From August 11, 2009--Posted belatedly due to lack of Internet access at the cottage

I have successfully completed my four-day, 4,600 kilometer road trip from my home in British Columbia to the family cottage on the Ottawa River in Ontario. There were times during the trip that I questioned the point in making the journey.

One of those key moments had to be at 5 a.m. during the second night’s sleep while in an auto body shop parking lot in Winnipeg. I awakened to the familiar sound of my dog Lincoln gagging. With my legs half stretched out in the trunk of the vehicle, sandwiched between several bags of specialized dog food and loose shoes buffering contact with a suitcase and tennis gear, I could not move fast enough to prevent the inevitable.

I suppose I should be relieved that Lincoln’s vomit was more of a paste than a batter, but the smell—a mix of fermented strawberry and bile-coated doggy dinner negated any sort of consolation. And I’m not going near strawberry jam in the next decade. Lincoln managed to hit my pillow, sleeping bag, a stack of clean clothes, extra bedding, the car seat and the clothes I was wearing. I did my best to remove whatever I could spot with my glove compartment stash of Tim Horton’s napkins and generous dabs of bottled water, but the stench never went away during my final two days of living in the car. Maybe that was part of my motivation to get to the cottage in record time—four days, not five.

I could only listen to my greatest hits collection of Simply Red so many times, no matter how much I enjoyed reconnecting with forgotten gems. And, given that much of the trip traversed vast stretches of farmland and forest, clear radio stations were fleeting. It didn’t help that Christian and country radio—and one odd Spanish station—carried the strongest signals.

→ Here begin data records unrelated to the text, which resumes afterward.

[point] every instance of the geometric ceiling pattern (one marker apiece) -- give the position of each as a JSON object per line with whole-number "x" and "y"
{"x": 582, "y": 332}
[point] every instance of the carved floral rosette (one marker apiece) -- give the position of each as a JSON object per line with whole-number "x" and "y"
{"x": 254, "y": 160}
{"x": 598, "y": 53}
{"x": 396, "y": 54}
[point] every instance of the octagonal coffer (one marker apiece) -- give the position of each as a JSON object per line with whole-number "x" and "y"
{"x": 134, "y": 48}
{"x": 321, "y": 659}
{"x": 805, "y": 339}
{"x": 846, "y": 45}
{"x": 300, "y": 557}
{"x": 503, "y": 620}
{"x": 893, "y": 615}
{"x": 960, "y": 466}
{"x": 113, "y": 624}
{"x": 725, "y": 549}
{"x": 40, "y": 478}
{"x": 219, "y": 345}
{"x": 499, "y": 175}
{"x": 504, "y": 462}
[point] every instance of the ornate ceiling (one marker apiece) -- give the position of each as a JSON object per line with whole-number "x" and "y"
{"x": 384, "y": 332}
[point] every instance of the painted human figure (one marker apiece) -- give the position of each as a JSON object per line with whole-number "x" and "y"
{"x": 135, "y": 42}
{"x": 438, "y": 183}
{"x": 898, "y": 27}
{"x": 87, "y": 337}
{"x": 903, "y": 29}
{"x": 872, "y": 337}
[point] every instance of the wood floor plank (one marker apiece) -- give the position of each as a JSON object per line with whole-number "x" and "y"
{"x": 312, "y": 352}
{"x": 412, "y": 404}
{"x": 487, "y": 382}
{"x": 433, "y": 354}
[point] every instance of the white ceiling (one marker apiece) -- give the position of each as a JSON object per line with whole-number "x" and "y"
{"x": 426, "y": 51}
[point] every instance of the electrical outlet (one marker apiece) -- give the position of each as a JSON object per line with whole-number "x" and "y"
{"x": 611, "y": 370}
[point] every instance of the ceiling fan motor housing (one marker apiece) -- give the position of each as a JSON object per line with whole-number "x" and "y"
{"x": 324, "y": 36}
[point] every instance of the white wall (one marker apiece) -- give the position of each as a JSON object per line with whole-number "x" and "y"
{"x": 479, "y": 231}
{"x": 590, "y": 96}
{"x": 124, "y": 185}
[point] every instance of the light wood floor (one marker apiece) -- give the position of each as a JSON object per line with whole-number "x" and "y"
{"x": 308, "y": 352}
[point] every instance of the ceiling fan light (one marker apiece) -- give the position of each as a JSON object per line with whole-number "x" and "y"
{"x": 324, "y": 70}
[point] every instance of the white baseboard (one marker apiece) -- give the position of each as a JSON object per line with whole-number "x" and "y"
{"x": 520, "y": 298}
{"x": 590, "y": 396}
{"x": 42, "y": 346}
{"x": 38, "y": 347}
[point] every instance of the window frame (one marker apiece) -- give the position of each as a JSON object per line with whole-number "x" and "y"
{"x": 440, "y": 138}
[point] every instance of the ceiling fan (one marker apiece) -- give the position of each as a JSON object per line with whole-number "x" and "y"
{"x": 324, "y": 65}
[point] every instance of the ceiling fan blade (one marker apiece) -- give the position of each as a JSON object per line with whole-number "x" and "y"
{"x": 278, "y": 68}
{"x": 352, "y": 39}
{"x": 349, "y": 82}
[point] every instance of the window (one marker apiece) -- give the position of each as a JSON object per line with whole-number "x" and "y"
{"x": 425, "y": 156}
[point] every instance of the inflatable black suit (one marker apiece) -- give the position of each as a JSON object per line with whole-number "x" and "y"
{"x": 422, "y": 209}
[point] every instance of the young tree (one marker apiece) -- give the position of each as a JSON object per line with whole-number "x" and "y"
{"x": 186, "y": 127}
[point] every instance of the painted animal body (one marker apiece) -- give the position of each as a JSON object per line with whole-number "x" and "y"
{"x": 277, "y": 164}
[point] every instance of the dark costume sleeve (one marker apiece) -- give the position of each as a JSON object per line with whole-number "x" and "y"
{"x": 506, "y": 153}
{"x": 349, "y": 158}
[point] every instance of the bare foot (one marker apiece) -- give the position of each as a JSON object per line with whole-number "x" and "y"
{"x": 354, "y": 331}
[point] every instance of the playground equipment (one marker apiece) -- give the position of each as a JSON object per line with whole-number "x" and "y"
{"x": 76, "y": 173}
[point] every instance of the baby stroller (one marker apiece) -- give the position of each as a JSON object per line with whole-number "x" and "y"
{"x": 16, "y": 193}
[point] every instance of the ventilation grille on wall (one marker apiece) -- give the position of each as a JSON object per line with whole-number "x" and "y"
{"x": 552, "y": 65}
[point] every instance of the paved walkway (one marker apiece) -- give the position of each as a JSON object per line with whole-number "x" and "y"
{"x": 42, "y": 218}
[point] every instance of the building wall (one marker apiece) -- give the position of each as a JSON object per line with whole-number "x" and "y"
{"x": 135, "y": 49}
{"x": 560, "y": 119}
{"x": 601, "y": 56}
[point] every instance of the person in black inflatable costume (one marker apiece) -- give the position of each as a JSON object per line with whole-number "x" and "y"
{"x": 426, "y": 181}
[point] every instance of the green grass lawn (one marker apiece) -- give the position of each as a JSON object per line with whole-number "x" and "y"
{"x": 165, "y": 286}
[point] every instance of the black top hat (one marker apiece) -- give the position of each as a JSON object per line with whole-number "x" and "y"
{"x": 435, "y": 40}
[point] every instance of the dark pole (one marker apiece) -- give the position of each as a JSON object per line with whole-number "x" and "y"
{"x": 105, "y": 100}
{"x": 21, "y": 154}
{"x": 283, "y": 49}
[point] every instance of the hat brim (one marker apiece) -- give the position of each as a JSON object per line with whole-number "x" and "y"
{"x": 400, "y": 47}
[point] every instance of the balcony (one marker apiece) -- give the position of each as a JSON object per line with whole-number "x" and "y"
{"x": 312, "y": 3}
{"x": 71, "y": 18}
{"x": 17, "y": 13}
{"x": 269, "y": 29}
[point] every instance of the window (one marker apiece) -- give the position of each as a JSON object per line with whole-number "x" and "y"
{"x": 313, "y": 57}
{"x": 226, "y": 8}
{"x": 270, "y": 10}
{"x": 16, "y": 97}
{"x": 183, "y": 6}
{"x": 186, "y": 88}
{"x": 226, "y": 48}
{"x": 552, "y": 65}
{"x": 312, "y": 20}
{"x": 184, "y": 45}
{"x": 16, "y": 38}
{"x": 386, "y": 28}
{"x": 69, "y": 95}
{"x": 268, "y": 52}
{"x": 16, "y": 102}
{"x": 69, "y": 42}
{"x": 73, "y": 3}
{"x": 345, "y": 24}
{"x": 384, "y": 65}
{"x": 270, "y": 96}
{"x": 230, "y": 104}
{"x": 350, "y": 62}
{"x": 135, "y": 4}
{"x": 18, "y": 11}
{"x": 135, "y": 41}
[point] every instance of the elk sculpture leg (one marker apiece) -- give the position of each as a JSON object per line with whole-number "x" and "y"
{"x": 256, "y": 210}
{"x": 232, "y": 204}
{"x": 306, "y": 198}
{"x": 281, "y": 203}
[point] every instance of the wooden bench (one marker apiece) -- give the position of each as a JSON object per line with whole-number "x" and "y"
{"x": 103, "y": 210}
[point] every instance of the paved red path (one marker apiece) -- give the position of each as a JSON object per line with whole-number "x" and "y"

I had a lot of time for thinking. The first day across B.C. was void of any writing ideas. I was still getting oriented to travel mode—and stewing over a speeding ticket awarded after passing a truck that I’d been stuck behind for twenty minutes.

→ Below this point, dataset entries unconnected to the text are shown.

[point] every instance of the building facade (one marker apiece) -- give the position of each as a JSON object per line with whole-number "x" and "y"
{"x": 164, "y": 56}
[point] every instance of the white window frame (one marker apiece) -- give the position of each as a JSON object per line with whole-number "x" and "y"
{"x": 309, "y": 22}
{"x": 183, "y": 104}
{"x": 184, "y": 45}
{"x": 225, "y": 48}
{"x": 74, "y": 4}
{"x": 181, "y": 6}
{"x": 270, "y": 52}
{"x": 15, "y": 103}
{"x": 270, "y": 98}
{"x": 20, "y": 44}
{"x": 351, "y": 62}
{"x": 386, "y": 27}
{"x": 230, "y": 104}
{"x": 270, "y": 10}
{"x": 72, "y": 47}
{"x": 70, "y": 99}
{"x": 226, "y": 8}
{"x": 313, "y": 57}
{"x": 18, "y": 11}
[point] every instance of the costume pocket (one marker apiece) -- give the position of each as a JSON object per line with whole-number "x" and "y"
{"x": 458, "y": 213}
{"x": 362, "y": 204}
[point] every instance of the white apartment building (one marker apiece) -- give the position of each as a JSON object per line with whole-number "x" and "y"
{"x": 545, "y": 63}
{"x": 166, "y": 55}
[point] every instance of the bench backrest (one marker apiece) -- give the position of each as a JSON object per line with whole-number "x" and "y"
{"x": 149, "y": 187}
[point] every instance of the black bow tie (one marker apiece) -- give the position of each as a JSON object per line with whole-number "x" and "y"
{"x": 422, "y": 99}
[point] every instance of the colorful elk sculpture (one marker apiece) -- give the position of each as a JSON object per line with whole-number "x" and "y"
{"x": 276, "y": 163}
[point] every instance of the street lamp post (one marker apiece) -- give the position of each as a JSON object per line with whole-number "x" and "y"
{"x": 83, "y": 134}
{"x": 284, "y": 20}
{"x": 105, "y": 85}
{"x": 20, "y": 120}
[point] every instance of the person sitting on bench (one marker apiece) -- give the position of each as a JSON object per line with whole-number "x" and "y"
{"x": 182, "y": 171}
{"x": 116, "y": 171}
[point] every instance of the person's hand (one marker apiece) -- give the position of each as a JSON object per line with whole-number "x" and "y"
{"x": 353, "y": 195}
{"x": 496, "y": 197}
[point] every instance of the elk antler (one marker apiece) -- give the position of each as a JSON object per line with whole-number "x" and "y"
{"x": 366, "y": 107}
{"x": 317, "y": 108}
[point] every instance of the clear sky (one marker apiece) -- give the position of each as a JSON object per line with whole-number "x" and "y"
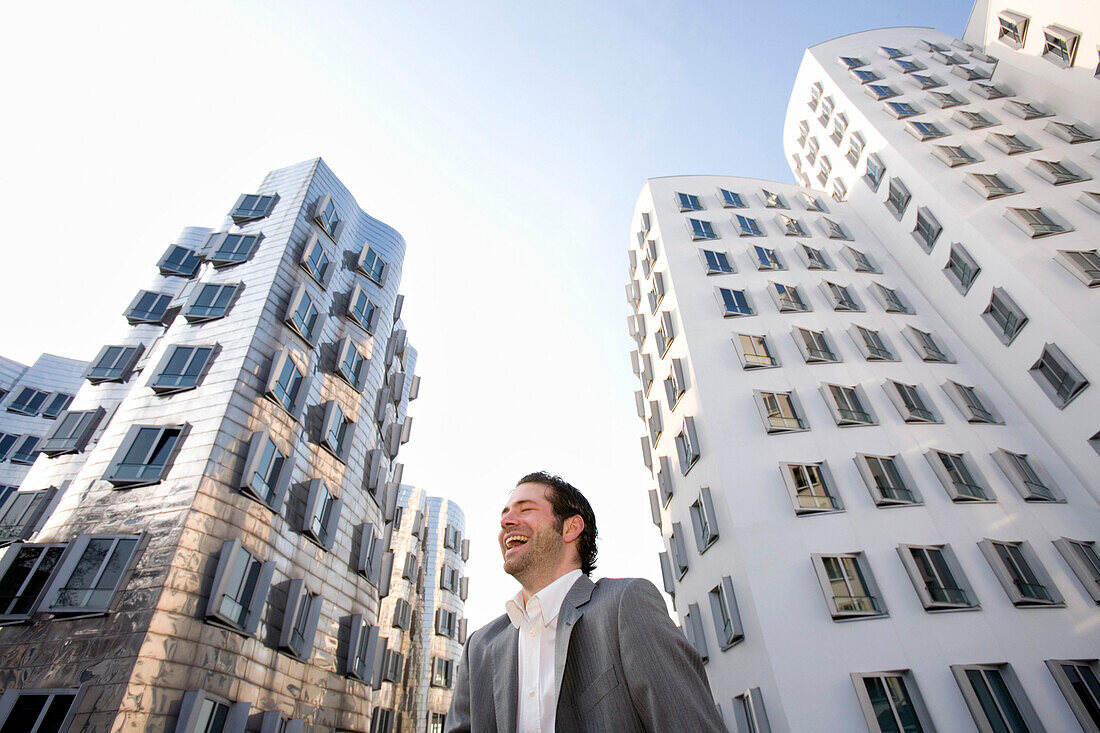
{"x": 506, "y": 141}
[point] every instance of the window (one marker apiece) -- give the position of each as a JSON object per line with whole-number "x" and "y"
{"x": 814, "y": 346}
{"x": 902, "y": 110}
{"x": 887, "y": 480}
{"x": 286, "y": 382}
{"x": 351, "y": 363}
{"x": 441, "y": 671}
{"x": 316, "y": 261}
{"x": 72, "y": 433}
{"x": 182, "y": 369}
{"x": 729, "y": 199}
{"x": 875, "y": 171}
{"x": 814, "y": 259}
{"x": 848, "y": 587}
{"x": 28, "y": 402}
{"x": 747, "y": 227}
{"x": 144, "y": 456}
{"x": 754, "y": 351}
{"x": 734, "y": 303}
{"x": 704, "y": 521}
{"x": 767, "y": 259}
{"x": 955, "y": 155}
{"x": 179, "y": 261}
{"x": 24, "y": 571}
{"x": 791, "y": 227}
{"x": 250, "y": 207}
{"x": 1084, "y": 265}
{"x": 891, "y": 702}
{"x": 266, "y": 471}
{"x": 228, "y": 249}
{"x": 299, "y": 620}
{"x": 842, "y": 297}
{"x": 994, "y": 698}
{"x": 959, "y": 479}
{"x": 327, "y": 217}
{"x": 1077, "y": 678}
{"x": 337, "y": 430}
{"x": 1013, "y": 29}
{"x": 912, "y": 402}
{"x": 961, "y": 269}
{"x": 211, "y": 301}
{"x": 372, "y": 265}
{"x": 675, "y": 384}
{"x": 21, "y": 512}
{"x": 37, "y": 711}
{"x": 1057, "y": 376}
{"x": 113, "y": 363}
{"x": 688, "y": 446}
{"x": 1027, "y": 477}
{"x": 147, "y": 307}
{"x": 303, "y": 315}
{"x": 788, "y": 298}
{"x": 689, "y": 203}
{"x": 727, "y": 620}
{"x": 847, "y": 405}
{"x": 701, "y": 229}
{"x": 890, "y": 298}
{"x": 240, "y": 588}
{"x": 810, "y": 487}
{"x": 1059, "y": 45}
{"x": 780, "y": 412}
{"x": 1082, "y": 559}
{"x": 881, "y": 91}
{"x": 91, "y": 571}
{"x": 1071, "y": 133}
{"x": 716, "y": 262}
{"x": 924, "y": 130}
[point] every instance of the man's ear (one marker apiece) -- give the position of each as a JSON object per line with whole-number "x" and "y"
{"x": 573, "y": 528}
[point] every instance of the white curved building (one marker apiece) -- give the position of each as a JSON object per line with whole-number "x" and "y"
{"x": 880, "y": 506}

Fortunately, much of the first chapter of a children’s novel I’d been thinking about came to me once I settled for the night in the parking lot of a car dealership in Fort Macleod, Alberta. (When sleeping in my car, I try to pick businesses with cars in the lot. That way, my car doesn’t stand out so much—bike hanging off trunk rack notwithstanding—and then I don’t have to worry about a police officer banging on my window in the middle of the night, telling me to move my loitering butt along.)

Without an electrical outlet for my laptop and with my notepads buried in a backpack somehow hidden as a result of an in-transit avalanche that occurred early on due to my faulty packing technique, I grabbed my long unused mini recorder and rambled on with a flood of ideas to begin the novel. And so began a series of dictated writing flourishes during the remainder of the trip. Random travel thoughts are interspersed throughout the tapes: something about faux roadkill (burned out tires); a rant about Thunder Bay’s hidden gas stations; a musing about a small town named Head, Clara and Maria. (Yes, that’s one town name.)

Today I get to listen to the tapes and turn the recordings to written text. No doubt, there will be a fair amount of drivel in my spontaneous notes. I’ll attribute any such passages to road fatigue (and that lingering berry-scented vomit), but I am hoping there will be some keepers in the mix and fodder for further writing.

This is it. It took four days of driving and three nights of sleeping in the car, but I have made it to the cottage, my abode for the next two months. I am hoping the place will inspire a flurry of writing activity. And I’m blocking all thoughts about the return trip. Time to live in the moment!